We copy our rule to the Advanced Search field:
It is worth noting that HA allows you to add parameters such as file size from the search menu, but I prefer to include them in the rules themselves so that they are not dependent on the external properties of the search engine. YARA rules are commonly used - we can even scan files on disks or memory images, so it's worth including everything you want to use as a search element in one place. So let's look at the results:
In the public HA database, we found 38 files, additionally HA, encouraging the purchase of a commercial version, informs that in this case we would see an additional 1050 files. As for free tools and a simple YARA rule based on text data, it is pretty good 🙂 We can now start browsing the files for similarities in functionality or connection with the network infrastructure and thus expand the database of related implants.

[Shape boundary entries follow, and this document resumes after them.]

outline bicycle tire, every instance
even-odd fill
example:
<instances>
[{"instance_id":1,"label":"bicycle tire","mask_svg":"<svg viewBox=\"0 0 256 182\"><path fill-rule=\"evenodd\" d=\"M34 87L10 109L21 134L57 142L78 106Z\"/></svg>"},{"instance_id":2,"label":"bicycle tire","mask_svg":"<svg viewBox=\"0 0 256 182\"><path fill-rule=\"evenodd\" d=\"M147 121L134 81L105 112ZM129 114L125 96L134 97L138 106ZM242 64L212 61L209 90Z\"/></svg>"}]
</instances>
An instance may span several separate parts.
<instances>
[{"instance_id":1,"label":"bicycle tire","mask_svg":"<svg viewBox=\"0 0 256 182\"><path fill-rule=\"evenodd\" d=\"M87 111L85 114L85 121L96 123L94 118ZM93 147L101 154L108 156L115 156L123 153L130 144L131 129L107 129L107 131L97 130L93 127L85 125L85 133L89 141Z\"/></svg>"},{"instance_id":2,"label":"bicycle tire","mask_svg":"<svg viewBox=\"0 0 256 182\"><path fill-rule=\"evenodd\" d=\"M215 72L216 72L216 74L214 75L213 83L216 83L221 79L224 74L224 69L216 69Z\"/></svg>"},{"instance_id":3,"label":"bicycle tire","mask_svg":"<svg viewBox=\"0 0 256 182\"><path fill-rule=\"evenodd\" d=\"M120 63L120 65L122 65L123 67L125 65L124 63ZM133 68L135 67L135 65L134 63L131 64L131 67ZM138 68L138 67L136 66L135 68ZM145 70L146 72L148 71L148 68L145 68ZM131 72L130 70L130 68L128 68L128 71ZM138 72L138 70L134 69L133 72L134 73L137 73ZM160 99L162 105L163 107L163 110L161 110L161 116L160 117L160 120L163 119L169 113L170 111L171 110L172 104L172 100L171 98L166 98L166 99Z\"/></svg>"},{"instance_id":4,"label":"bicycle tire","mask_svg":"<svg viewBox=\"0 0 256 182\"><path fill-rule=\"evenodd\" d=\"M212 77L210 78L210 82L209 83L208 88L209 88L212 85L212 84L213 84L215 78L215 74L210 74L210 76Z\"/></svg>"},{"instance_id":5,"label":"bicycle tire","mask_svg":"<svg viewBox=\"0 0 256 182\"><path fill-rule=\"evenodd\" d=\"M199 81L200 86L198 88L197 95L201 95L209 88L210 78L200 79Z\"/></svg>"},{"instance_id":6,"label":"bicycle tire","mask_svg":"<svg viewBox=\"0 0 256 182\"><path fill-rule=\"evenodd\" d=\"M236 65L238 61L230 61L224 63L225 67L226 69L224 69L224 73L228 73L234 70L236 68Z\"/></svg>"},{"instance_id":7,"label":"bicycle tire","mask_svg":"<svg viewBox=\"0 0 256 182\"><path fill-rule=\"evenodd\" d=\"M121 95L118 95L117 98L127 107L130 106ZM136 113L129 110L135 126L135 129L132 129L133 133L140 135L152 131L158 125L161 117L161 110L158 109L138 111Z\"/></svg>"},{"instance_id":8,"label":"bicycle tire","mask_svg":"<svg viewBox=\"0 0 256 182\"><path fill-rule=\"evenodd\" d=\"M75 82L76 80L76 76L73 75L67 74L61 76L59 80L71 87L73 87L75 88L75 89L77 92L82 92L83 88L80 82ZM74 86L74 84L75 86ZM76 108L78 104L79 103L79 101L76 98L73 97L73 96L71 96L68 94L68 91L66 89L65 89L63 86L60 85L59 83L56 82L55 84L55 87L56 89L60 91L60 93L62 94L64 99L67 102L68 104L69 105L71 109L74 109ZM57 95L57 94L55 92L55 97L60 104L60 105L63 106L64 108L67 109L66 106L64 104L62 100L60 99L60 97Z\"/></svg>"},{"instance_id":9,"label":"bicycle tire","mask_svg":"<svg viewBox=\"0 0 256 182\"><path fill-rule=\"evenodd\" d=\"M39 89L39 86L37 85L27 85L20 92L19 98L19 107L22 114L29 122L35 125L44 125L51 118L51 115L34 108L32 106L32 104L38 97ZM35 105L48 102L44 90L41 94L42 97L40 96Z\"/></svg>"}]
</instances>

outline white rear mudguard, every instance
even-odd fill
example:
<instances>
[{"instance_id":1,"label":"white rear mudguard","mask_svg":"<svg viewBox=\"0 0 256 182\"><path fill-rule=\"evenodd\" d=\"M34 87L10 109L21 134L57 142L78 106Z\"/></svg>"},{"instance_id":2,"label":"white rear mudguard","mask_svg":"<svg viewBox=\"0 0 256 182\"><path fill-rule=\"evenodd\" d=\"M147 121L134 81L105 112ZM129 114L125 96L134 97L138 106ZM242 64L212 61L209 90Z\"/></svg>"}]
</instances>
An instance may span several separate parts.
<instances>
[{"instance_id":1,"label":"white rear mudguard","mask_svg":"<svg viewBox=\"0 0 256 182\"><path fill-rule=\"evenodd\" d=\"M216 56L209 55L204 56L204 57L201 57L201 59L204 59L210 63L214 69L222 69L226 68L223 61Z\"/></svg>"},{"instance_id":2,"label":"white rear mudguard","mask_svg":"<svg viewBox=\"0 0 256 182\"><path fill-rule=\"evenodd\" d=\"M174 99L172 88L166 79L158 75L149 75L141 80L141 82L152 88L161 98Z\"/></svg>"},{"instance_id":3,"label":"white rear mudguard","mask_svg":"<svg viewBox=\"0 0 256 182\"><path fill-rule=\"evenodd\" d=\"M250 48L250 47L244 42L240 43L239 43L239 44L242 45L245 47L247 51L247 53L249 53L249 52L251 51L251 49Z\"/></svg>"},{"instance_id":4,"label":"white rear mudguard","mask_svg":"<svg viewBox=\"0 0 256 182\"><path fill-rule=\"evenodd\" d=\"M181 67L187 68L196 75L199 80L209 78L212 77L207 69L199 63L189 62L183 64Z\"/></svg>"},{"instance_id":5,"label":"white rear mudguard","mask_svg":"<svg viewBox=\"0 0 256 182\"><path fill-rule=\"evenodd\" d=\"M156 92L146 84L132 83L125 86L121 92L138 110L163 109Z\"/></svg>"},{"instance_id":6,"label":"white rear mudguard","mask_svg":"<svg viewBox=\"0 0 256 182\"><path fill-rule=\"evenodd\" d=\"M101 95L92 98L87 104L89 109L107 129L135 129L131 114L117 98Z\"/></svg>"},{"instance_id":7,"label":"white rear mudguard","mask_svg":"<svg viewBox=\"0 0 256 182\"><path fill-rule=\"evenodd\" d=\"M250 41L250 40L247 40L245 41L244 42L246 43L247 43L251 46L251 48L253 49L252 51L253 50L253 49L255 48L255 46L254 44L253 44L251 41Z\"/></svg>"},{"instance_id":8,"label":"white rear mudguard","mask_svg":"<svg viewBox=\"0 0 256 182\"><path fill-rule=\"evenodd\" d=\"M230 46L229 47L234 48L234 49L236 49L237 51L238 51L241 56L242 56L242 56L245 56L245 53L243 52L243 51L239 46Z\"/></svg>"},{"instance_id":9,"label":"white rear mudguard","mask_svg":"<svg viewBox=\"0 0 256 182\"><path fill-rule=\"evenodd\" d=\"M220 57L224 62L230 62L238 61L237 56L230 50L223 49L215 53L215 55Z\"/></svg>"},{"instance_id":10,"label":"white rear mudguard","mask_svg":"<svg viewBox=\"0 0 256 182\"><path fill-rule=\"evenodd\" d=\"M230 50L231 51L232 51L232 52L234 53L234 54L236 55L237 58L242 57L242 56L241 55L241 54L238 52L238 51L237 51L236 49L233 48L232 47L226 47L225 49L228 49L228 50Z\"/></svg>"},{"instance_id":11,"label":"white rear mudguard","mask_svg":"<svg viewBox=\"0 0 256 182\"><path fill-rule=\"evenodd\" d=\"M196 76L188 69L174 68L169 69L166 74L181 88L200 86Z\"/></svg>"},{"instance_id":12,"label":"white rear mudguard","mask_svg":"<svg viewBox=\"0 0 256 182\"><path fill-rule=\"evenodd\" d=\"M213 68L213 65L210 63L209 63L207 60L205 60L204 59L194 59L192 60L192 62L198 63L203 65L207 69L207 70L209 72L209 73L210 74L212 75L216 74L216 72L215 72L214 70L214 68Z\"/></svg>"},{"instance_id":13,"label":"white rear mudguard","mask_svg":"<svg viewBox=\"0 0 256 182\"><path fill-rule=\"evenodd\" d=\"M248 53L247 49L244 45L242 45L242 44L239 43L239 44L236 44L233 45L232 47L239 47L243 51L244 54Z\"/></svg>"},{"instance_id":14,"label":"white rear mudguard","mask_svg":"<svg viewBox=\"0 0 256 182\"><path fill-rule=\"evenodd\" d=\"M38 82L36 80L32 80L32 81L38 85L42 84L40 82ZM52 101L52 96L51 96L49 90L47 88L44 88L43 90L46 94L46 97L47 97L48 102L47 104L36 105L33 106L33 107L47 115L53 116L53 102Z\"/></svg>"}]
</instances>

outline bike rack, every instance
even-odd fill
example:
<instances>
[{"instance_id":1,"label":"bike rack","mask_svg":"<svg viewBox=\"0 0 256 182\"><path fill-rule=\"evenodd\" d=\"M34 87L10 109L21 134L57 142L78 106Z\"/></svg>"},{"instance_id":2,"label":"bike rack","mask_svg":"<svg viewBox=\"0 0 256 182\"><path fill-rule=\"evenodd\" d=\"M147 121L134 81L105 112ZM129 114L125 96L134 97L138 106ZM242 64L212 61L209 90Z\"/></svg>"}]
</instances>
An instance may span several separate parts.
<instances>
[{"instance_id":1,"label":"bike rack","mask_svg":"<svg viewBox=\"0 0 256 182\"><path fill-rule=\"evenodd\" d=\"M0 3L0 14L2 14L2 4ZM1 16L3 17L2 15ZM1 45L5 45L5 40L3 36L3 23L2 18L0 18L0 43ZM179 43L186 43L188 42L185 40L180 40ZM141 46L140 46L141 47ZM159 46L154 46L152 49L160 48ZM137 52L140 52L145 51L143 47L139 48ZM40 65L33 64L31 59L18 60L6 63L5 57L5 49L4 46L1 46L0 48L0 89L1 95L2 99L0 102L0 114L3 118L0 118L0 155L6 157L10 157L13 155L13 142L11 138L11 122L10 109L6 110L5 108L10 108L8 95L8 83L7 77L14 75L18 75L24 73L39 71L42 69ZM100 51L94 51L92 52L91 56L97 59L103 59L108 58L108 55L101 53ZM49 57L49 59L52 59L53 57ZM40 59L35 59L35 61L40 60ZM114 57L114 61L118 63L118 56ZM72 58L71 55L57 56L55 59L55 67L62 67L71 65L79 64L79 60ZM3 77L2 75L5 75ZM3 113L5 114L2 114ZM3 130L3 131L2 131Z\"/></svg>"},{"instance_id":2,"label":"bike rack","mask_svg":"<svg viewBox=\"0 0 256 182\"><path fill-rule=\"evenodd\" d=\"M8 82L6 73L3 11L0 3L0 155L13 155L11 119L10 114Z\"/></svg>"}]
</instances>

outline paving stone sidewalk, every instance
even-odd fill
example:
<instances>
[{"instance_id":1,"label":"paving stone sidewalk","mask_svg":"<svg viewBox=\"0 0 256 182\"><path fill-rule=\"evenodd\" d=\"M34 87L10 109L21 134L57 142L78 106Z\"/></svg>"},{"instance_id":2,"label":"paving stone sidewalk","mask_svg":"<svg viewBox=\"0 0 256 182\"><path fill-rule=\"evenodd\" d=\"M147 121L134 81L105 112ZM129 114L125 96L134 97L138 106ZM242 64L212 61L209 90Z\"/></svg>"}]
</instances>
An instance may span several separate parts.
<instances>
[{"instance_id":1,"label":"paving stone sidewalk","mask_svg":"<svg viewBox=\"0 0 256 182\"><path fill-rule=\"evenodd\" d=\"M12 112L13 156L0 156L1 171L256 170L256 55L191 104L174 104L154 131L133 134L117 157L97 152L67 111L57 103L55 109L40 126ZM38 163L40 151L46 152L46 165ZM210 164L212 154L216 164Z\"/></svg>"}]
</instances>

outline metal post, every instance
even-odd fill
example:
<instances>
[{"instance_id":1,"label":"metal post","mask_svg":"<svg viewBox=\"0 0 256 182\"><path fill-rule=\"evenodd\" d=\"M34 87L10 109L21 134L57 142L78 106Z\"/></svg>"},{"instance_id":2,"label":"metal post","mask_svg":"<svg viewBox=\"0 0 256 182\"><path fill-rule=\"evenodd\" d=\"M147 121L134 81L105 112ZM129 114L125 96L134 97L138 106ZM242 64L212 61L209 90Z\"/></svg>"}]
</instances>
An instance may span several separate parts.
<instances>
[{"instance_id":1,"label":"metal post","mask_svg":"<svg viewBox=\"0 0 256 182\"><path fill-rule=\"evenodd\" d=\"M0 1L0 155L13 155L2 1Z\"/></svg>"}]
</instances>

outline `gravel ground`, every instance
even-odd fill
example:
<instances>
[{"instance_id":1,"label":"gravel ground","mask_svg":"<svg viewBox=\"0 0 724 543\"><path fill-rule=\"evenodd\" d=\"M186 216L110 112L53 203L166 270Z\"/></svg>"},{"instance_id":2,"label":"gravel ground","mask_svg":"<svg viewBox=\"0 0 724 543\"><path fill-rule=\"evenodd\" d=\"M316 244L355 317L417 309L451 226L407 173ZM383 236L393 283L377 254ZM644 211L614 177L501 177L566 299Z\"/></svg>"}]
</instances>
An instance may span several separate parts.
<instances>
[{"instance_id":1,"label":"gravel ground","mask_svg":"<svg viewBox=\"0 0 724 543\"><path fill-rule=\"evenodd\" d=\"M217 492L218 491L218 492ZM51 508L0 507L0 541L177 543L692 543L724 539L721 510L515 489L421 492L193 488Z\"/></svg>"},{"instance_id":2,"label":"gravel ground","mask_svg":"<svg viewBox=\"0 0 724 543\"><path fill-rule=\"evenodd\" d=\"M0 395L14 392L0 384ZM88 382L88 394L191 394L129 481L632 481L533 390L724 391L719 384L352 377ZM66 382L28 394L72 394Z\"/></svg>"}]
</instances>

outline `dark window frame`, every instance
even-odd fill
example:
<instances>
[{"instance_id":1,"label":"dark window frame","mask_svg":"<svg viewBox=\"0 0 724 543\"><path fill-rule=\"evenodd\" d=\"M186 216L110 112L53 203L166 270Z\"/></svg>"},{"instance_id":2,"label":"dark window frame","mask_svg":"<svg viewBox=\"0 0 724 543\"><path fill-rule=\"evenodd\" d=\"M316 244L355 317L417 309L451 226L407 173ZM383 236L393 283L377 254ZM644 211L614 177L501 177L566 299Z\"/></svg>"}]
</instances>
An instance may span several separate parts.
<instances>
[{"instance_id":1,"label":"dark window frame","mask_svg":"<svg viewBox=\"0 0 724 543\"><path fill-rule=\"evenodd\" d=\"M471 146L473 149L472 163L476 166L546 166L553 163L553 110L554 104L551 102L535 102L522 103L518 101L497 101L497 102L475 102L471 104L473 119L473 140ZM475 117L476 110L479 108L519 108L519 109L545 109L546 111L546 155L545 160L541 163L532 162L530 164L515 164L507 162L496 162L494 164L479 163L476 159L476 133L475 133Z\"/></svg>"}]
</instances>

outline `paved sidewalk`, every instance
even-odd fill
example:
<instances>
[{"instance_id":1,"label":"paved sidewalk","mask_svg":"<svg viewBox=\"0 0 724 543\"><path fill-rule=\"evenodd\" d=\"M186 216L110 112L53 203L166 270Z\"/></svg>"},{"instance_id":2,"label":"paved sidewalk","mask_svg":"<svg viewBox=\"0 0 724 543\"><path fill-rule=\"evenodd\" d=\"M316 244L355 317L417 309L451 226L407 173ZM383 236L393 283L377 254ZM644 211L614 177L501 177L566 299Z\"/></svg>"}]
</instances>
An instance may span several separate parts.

As we can see, using open sources and sample databases, we managed to obtain quite a lot of information, and most importantly, we can start looking for links with other files that are part of the same campaign, or simply belong to the arsenal of the same group. Since we can get so much data online, are the skills in the field of malware analysis losing their raison d'être? Of course not - first of all, as I mentioned at the beginning, these techniques apply to already known and analyzed samples. For threat intelligence analysts the most valuable will be those that have been detected as part of the incident analysis, but are not yet widely known, and therefore are more likely to be in use all the time. Therefore, creating a way of detecting them (such as the YARA rules) gives the defenders a significant advantage. Secondly, we are dependent on the technical capabilities of sandboxes or other methods of detecting file properties. Such automation may not be sufficient if the malware uses more advanced analysis avoidance techniques that require manual intervention, for example, to modify the file so that it executes in the environment. However, if we are looking for new threads of an already known activity or we are expanding our knowledge about malware found in our own environment, then the use of open sources is highly recommended.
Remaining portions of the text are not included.